What if something happens to you and she won't get a next time? That's my thoughtline with people's birthdays I care about. I DO NOT want someone I love(nor me!) to have the memory that I "forgot". If I did, would apologize and try to make up for the lapse, unlikely as that is.

True, some don't care about these things, their own, or anyone else's, but it's important to know and practice "platinum rule"(NOT golden) if you want to keep someone.

And it just goes to my saying "if someone, be they friend, lover, mother, repair service etc, is not doing the minimum to maintain that relationship/position then they may be asking to be "fired" or "demoted" from that position". Doesn't matter who it is. Maybe that's dark, but since I've come to this line of thinking have spared myself a ton of grief and drama.
Barring some health/physical circumstance there HAS to be reciprocity of some sort.

If your relationship is wonderful, I mean FANTASTIC everywhere else and there's a history of "forgetting" dates that are important to you idk, that sounds "baked in the cake".
If this is a new development... and there's continuity in this wonky behavior. Easier said than done I know but you've got to mind your well being.

Kind of odd for a care giver... nurturing demeaner should be the baseline I assume.

0

Sounds like the guy who died was just a friend and not a romantic interest. So I wouldn't worry about that. The death left an indelible mark on her as opposed to just the normal day-to-day things of remembering dates. That date must really stick out because of the pain associated with her friend dying. Maybe next year remind her before your birthday and anniversary. Then if she forgets you can be concerned.

0

I think actions speak louder than words. that is what I have found to be true.

0

I too find that weird, at best. Frankly, i would not be surprised to find they were much more than just friends....you need to have a serious talk with her....best wishes!

0

Have you tried the conversation that when you overlook my birthday our engagement then I feel (fill in the blank with how you feel or what you think). IE When you overlook my birthday and our anniversary but remember when someone died I feel like I don't matter that much to you. That conversation might change the direction of the relationship.

0

I normally don't put too much emphasis on someone remembering or forgetting particular dates, as a measure of real feelings. Some do though and I understand that.

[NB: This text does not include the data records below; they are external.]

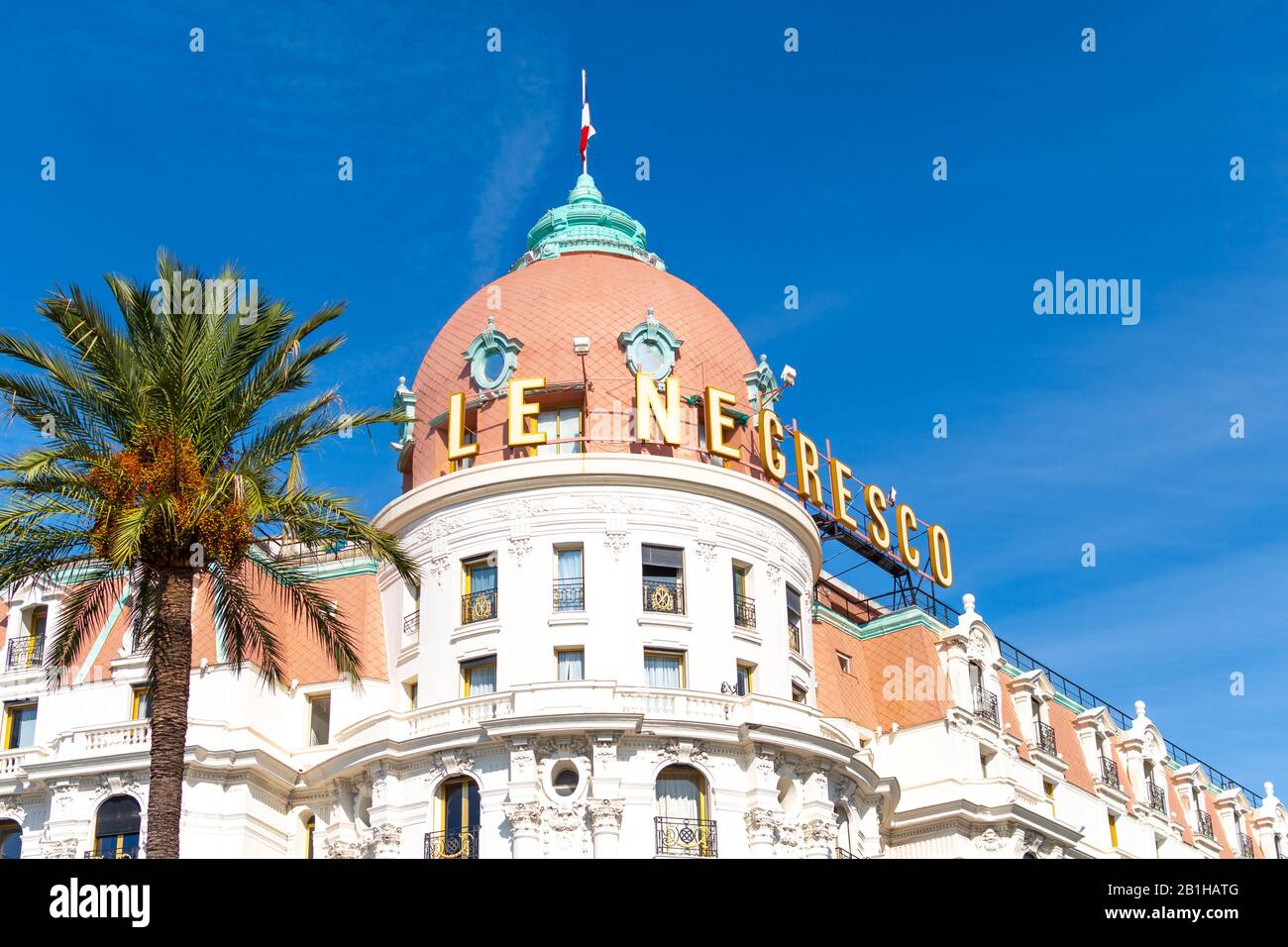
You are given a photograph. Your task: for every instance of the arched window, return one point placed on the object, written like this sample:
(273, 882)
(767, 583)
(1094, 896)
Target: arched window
(116, 830)
(682, 822)
(459, 819)
(844, 843)
(11, 839)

Do you make a point of mentioning your birthday coming up, a few days in advance, and date of your engagement, with advance notice and hints to help her remember? The older we get, the more dates there are to try to remember. Try to be fair, if there was a long history of remembering the funeral date of that friend in her past... if your relationship is still somewhat new.

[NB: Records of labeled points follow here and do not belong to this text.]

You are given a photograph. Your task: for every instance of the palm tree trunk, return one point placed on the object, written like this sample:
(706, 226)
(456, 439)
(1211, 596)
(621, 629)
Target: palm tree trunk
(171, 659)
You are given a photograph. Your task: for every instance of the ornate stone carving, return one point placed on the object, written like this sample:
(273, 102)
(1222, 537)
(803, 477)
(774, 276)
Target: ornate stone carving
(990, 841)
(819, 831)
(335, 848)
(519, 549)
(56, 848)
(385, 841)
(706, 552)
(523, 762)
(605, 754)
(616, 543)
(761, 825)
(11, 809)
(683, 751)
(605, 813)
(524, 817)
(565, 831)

You might mention to her gently that you were hurt that she didn't remember that day was special for the two of you, and you wished she had celebrated the relationship in front of her first, and pay respects to her friend's grave on another date.

Regarding your birthday... Is she forgetful about some things? Maybe start a few days in advance and send yourself flowers or bake yourself a cake, so that you don't feel ignored on your birthday, and maybe she'll catch on and make more of a point to remember in the future?

If all else is good with you, consider the forgetting of your dates, yet remembering dates from her past, to be a silly quirk, something minor, and concentrate on what is good between you and your partnership.

I have learned to celebrate myself first, just in case nobody else does. I'm not going to depend on others to celebrate me - or an anniversary - I take it upon myself to celebrate if I choose to. (Been disappointed enough times that I realize it's up to me, not others, to make myself happy.)

Over time, your partner and you should be able to come to an understanding of what dates to celebrate, and what dates are okay to devote to other things, or share a date in a non-hurtful way. Hope this is just a little bump, with an opportunity for her to learn something about her actions and inactions, and how they affect you.